第7章 青春18きっぷ - story Ⅱ-

【相葉side】

「ねぇ、これは?」

「あぁ、これはこうして……って、さっきもやっただろ!」

最初は質問されるたびにゲームの手を止められてイライラしてたけど、今はゲームを諦めて俺につきっきりで教えてくれる。

ってか、俺が離さないんだけどね?

本当はもっと色々と話したいんだけど……


『もし1週間でパソコンをマスターできなければ陸上部に相葉をもらう』

珍しく風間ぽんが声を荒げて櫻井先輩に言い放った言葉。

風間ぽんは俺がパソコン音痴だって事はよーく知ってるし、ましてや1週間でなんて短い期間でなんか絶対に使いこなせるはずかない。

『わかったよ、その条件……のんでやる』

けど櫻井先輩は強気で風間ぽんの要求をすんなり受け入れた。


「じゃあ、これは?」

「それもさっきと同じ。

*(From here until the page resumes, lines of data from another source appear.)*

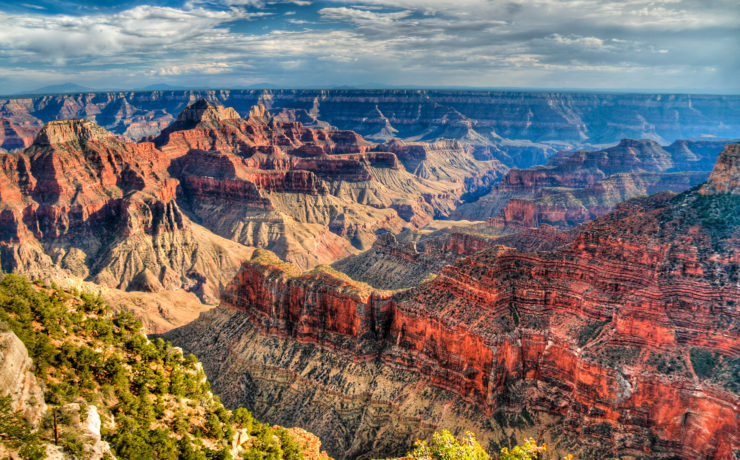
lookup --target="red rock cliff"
[217,146,740,459]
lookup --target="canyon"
[0,100,506,331]
[0,89,740,168]
[0,90,740,459]
[167,144,740,459]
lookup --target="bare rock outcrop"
[0,324,46,428]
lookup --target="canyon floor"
[0,91,740,459]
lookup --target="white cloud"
[0,0,740,92]
[548,34,604,49]
[156,62,231,75]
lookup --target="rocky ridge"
[0,90,740,168]
[169,145,740,459]
[454,139,725,228]
[0,100,505,331]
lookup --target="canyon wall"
[0,89,740,168]
[169,145,740,459]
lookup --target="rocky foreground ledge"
[168,144,740,459]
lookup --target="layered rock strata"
[165,145,740,459]
[454,139,724,228]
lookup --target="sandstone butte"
[168,144,740,460]
[0,100,505,331]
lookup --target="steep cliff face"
[0,323,46,428]
[0,100,505,330]
[165,145,740,459]
[0,120,251,326]
[332,224,573,289]
[0,118,39,150]
[454,139,724,228]
[161,101,505,255]
[0,90,740,168]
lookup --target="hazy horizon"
[0,0,740,95]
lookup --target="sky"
[0,0,740,94]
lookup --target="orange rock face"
[0,119,39,150]
[215,145,740,459]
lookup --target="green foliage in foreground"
[0,275,303,460]
[403,430,572,460]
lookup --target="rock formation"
[332,224,573,289]
[454,139,724,228]
[0,118,39,150]
[0,100,505,331]
[0,323,46,428]
[169,144,740,459]
[0,90,740,168]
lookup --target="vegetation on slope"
[402,430,573,460]
[0,275,310,460]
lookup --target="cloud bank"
[0,0,740,93]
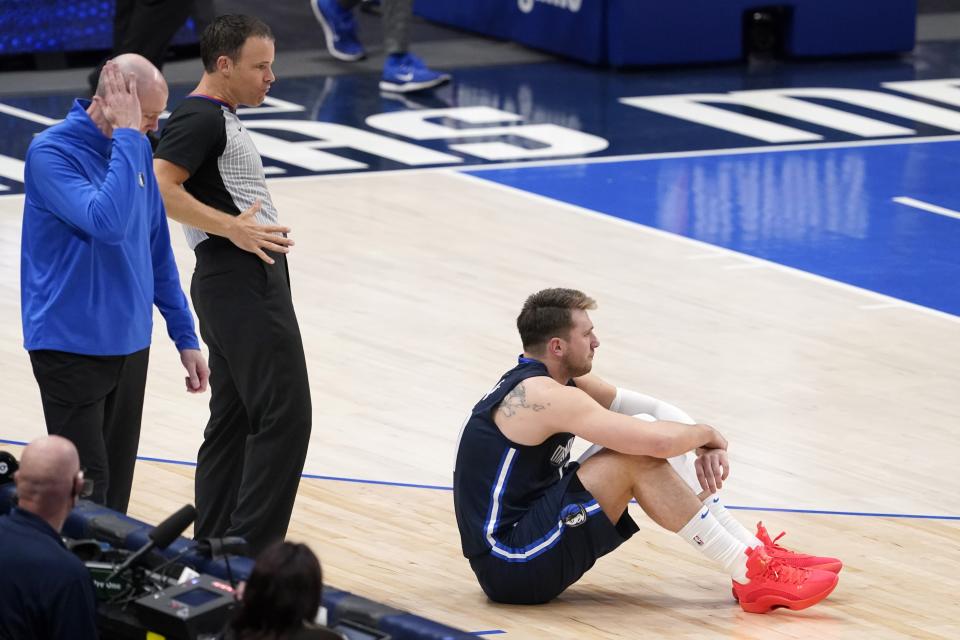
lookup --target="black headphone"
[70,468,86,498]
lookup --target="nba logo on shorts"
[560,504,587,527]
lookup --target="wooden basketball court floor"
[0,162,960,639]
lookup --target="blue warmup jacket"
[20,100,199,356]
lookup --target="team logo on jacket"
[560,504,587,527]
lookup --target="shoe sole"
[733,579,840,613]
[310,2,365,62]
[380,76,450,93]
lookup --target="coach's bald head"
[96,53,169,133]
[14,436,83,531]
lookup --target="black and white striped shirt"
[154,94,278,249]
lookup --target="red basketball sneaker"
[733,547,840,613]
[757,522,843,573]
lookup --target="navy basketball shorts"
[470,462,638,604]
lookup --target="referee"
[154,15,312,555]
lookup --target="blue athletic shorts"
[470,462,637,604]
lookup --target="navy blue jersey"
[453,357,574,559]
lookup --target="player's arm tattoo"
[499,382,549,418]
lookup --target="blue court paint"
[470,141,960,315]
[725,505,960,521]
[7,42,960,194]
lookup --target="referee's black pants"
[30,347,150,513]
[190,236,312,554]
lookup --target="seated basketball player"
[453,289,842,613]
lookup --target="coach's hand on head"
[93,61,142,130]
[227,200,293,264]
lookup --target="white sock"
[703,493,763,549]
[677,507,747,583]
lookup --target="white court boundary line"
[447,170,960,323]
[893,196,960,220]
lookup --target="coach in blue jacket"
[20,54,209,512]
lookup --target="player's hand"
[180,349,210,393]
[227,199,293,264]
[93,61,142,131]
[693,449,730,493]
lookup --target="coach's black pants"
[30,348,150,513]
[190,236,312,554]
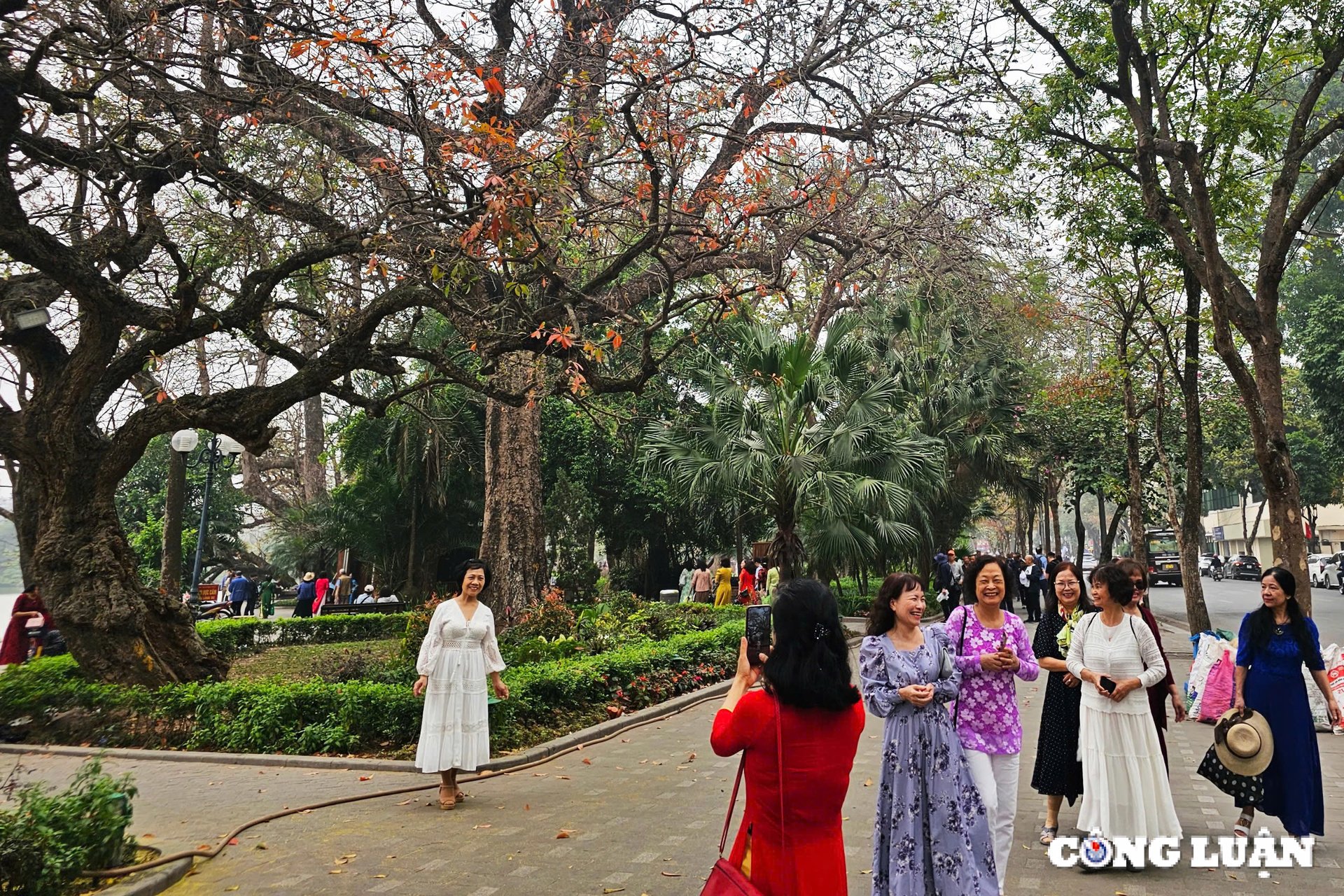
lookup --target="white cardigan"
[1065,612,1167,715]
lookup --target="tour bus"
[1144,529,1182,587]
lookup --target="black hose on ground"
[82,693,723,878]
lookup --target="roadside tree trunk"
[1074,481,1087,567]
[1177,266,1212,634]
[481,352,547,627]
[1097,489,1116,564]
[16,443,228,687]
[159,450,187,596]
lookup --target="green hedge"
[0,757,136,896]
[0,617,745,754]
[196,612,412,657]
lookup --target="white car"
[1306,551,1344,589]
[1306,554,1331,589]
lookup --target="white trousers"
[962,750,1021,893]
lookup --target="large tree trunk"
[16,459,228,687]
[1074,481,1087,567]
[1097,488,1107,563]
[1050,482,1065,556]
[6,461,42,586]
[1098,501,1125,563]
[481,352,547,626]
[1177,266,1212,634]
[159,449,187,596]
[1211,300,1312,614]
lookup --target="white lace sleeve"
[481,606,505,674]
[415,601,447,676]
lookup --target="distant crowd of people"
[678,556,780,607]
[294,570,400,617]
[400,551,1340,896]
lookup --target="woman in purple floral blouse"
[946,556,1040,893]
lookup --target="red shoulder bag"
[700,699,788,896]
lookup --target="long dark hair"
[868,573,925,634]
[961,554,1017,603]
[764,579,859,710]
[1046,560,1096,615]
[1252,567,1319,661]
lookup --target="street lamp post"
[172,430,244,602]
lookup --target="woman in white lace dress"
[414,560,508,808]
[1067,563,1180,854]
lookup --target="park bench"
[317,601,410,617]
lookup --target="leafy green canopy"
[645,316,944,576]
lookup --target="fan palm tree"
[645,316,942,579]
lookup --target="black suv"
[1227,554,1261,579]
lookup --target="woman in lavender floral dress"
[948,556,1040,893]
[859,573,999,896]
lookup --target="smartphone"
[748,606,770,666]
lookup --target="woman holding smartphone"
[859,573,999,896]
[1067,563,1180,854]
[710,579,864,896]
[948,556,1040,893]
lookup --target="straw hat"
[1214,709,1274,776]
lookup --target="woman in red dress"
[0,584,51,666]
[710,579,864,896]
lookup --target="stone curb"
[98,858,192,896]
[0,638,863,774]
[0,680,732,772]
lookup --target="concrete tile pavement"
[5,631,1344,896]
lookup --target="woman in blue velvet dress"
[859,573,999,896]
[1233,567,1340,837]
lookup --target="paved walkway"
[2,629,1344,896]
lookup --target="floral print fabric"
[946,606,1040,754]
[859,627,999,896]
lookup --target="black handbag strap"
[719,697,789,858]
[948,605,967,731]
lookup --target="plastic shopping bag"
[1185,631,1227,719]
[1302,643,1340,731]
[1196,649,1235,722]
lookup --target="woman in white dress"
[412,560,508,808]
[1067,563,1180,860]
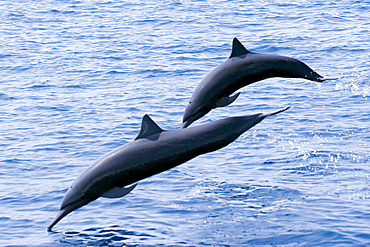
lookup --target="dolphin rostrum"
[182,38,326,128]
[48,107,289,231]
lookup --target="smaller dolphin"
[48,107,289,231]
[182,38,325,128]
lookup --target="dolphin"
[182,38,326,128]
[47,107,289,231]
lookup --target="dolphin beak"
[47,199,92,232]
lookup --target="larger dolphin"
[183,38,325,128]
[48,108,288,231]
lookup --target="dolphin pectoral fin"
[217,92,240,107]
[102,184,137,198]
[261,106,290,118]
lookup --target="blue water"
[0,0,370,246]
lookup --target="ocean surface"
[0,0,370,247]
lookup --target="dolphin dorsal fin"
[135,114,163,140]
[229,37,250,58]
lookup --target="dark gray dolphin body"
[48,108,288,231]
[183,38,325,128]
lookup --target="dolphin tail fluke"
[262,106,290,118]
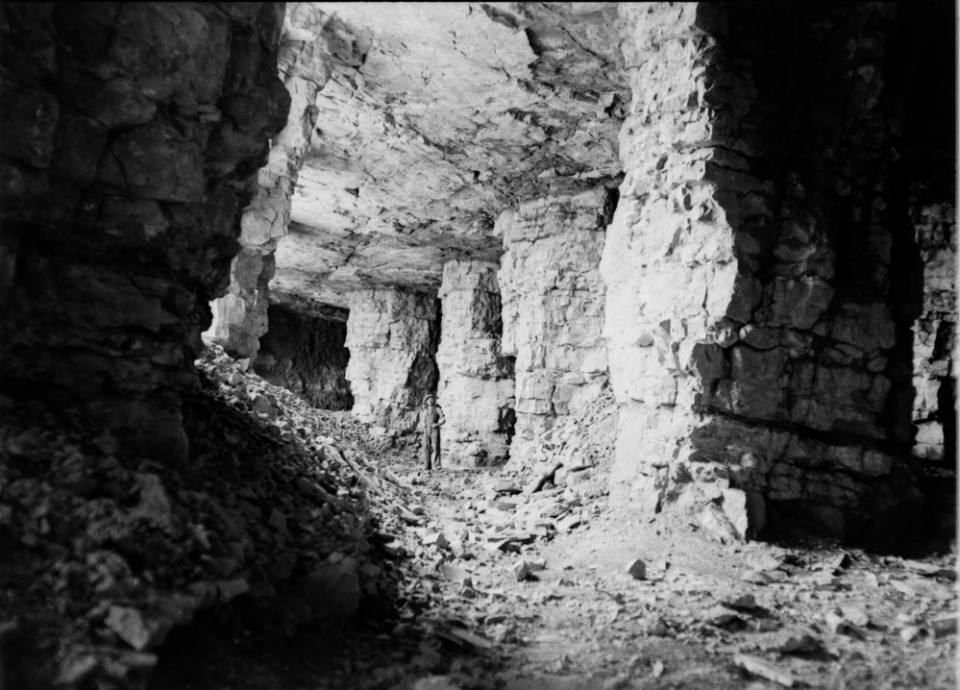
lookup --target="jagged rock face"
[208,3,353,357]
[275,3,627,306]
[253,304,353,410]
[496,187,615,464]
[0,3,289,457]
[602,4,918,536]
[437,261,515,468]
[913,204,957,461]
[346,288,437,433]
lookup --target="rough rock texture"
[346,288,438,433]
[913,204,957,462]
[0,3,289,457]
[437,261,514,468]
[496,187,616,464]
[253,304,353,410]
[601,4,918,538]
[275,3,627,306]
[210,2,366,357]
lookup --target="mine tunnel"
[0,0,957,690]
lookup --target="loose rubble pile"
[388,448,957,689]
[0,348,957,690]
[0,342,432,687]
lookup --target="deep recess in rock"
[253,304,353,410]
[0,2,956,552]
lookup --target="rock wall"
[0,3,289,457]
[253,304,353,410]
[495,187,615,464]
[346,288,438,433]
[209,2,366,357]
[601,3,919,539]
[437,261,515,468]
[913,203,957,463]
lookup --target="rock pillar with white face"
[206,2,364,358]
[346,287,437,433]
[495,187,610,465]
[437,261,514,468]
[601,3,919,539]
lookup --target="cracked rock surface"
[274,3,628,306]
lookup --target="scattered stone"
[903,559,957,580]
[251,395,277,419]
[747,553,783,572]
[890,580,917,597]
[437,627,493,649]
[824,552,853,574]
[296,558,360,618]
[56,654,100,685]
[440,563,470,583]
[697,502,743,544]
[930,614,957,638]
[130,474,174,534]
[900,625,922,642]
[643,616,670,637]
[421,532,450,551]
[217,577,250,603]
[411,676,461,690]
[527,462,563,494]
[777,634,825,656]
[627,558,647,580]
[104,606,173,652]
[493,482,523,496]
[733,654,797,688]
[704,606,747,632]
[513,558,547,582]
[723,594,762,613]
[740,570,773,585]
[556,513,584,532]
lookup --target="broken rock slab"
[627,558,647,580]
[105,606,174,652]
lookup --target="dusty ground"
[0,346,957,690]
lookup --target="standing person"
[420,394,436,470]
[430,395,446,470]
[420,393,444,470]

メモくらい取れよ」

「俺、回数こなさないと覚えられないんですよねー」

「嘘だろ……」

ニノちゃん先輩は大きな溜め息を漏らした後、頭を抱えて机にひれ伏した。

「おい、サボってる暇はねーぞ」

「じゃあ、あなたが指導して下さいよ」

顔を上げたニノちゃん先輩はジト目で櫻井先輩を見た。

「俺は他の新入部員の指導忙しいの」

「みんな優秀ですよ、誰かさんと違って」

今度は俺をジト目で見つめる。

「余計な知識がないと吸収も早いと思うぞ」

「ただのバカの可能性もあります」

「ニノちゃん先輩、ヒドイ~」

どさくさ紛れにニノちゃん先輩に後ろから抱きついた。

「おまっ、やめろ!」

「いてぇぇぇぇぇ」

俺の頭にニノちゃん先輩の鉄槌が下る。

「あの、静かにしてもらえますか!」

楽しい会話に割って入った叫び声に目をやると、いかにもなガリ勉がこっちを見ていた。

「わりぃな。ほら……ちゃんとやれよ」

ガリ勉の顔を立てるように俺たちに櫻井先輩が注意する見ると、プイっとそいつは顔を背けた。


まさかそいつが……

あの大騒動の元凶を作るとはその時は思ってもいなかった。